Reese Witherspoon Says She Was ‘Flummoxed’ By Ryan Phillippe’s Pay Gap Comment At 2002 Oscars

'It wasn't scripted,' she says of her former husband's remark that revealed she was already earning significantly more than him.

Reese Witherspoon

by Emma Rowley |
Updated on

Reese Witherspoon has been reminded of an awkward moment at the Oscars when then-husband Ryan Phillippe made a joke about her earning more than him. When the pair were on stage announcing the 2002 Oscar for the Best Make-Up And Hairstyling, Phillippe said; 'You make more than I do. Go ahead!'

When asked about the moment on the HFPA podcast this week, she said: 'You're reminding me of that! I forgot that ever happened. But you're right, he did say that, and no, it wasn't scripted'.

But what's it really like to out-earn your partner?

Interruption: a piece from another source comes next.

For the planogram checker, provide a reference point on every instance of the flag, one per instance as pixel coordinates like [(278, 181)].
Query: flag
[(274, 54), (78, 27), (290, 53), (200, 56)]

Researchers at City, University of London recently reported that men benefit from a ‘psychological boost’ if they out-earn their wives. But if the situation is reversed, women don’t feel the same. They also discovered that husbands earning less than their wives reported lower average life satisfaction than men who earned the same or more. ‘Men appear to need to be the bigger earners in a marriage to feel good about themselves,’ said co-author Dr Vanessa Gash. And yet women (married or not) now out-earn men in almost a quarter of households – and that ‘relationship pay gap’ is causing headaches for some.

Jess*, 37, is clear that becoming the breadwinner has put her marriage under strain. Her husband’s finance job meant he originally earned more, until he started his own business and her marketing career took off. ‘We were definitely happier when he was the bigger earner,’ she says. ‘He has told me I’m arrogant about my job, although it’s the only reason we were able to get a mortgage.’

But the main problem is not a bruised male ego, but what their pay gap has exposed. ‘So far, setting up his own business hasn’t paid off. That’s not to say it won’t in the future, but what it has shown is that he can live day to day with less structure, stability and money than me – which is not great when you also have a child.’

Charlie’s* relationship pay gap problem is slightly different. The 34-year-old works in TV, as does her partner – they met shortly after he moved to the UK to establish himself here. But while he’s struggled to find work, she now earns almost four times as much as him. ‘To do that, I’m working all the hours that God sends. He has no issue with the pay gap; he’s really supportive. But it really impacts me in terms of stress. I wish that there was a bit more parity in our earning capacity so it wasn’t all on me.’

Tensions over earnings can have very different root causes. Caroline*, now 37, spent three years with a man who, she says, ‘resented that I was more successful’. While she was building her career as a writer and podcaster, he worked part-time. ‘I think he fell in love with me initially because I was someone with a lot of drive. But the appeal faded quickly. He would try to humiliate me, making nasty comments about how I looked. I now think it was because he felt so insecure about himself. Any success I had made him feel worse.’

In the end, it wasn’t her partner’s inability to offer financial support that split them, but ‘the fact he couldn’t support me in any way – he wasn’t supportive of my career, he didn’t look after me when I lost a family member. The pay gap was just another wedge between us.’

Hilda Burke, psychotherapist, couples’ counsellor and author of The Phone Addiction Workbook, says money is often a relationship flashpoint because it represents ‘a quantified value’ put on us by society. ‘Often, if you deal with the impact of earning more, then the money itself becomes less of an issue,’ she says. ‘Usually, if someone is earning a lot more, they’ll put in more hours and work will occupy more headspace. When that bleeds into a relationship, it’s best to see how you can manage it, so your partner – male or female – feels more supported.’

But if someone is simply threatened that their partner earns more, it’s on them as an individual to address those feelings, she emphasises. Because a pay gap in itself needn’t be a problem – as Caroline has found. Her new partner earns less than her, ‘But it isn’t an issue at all,’ she says. ‘He’s secure in himself and his own worth.’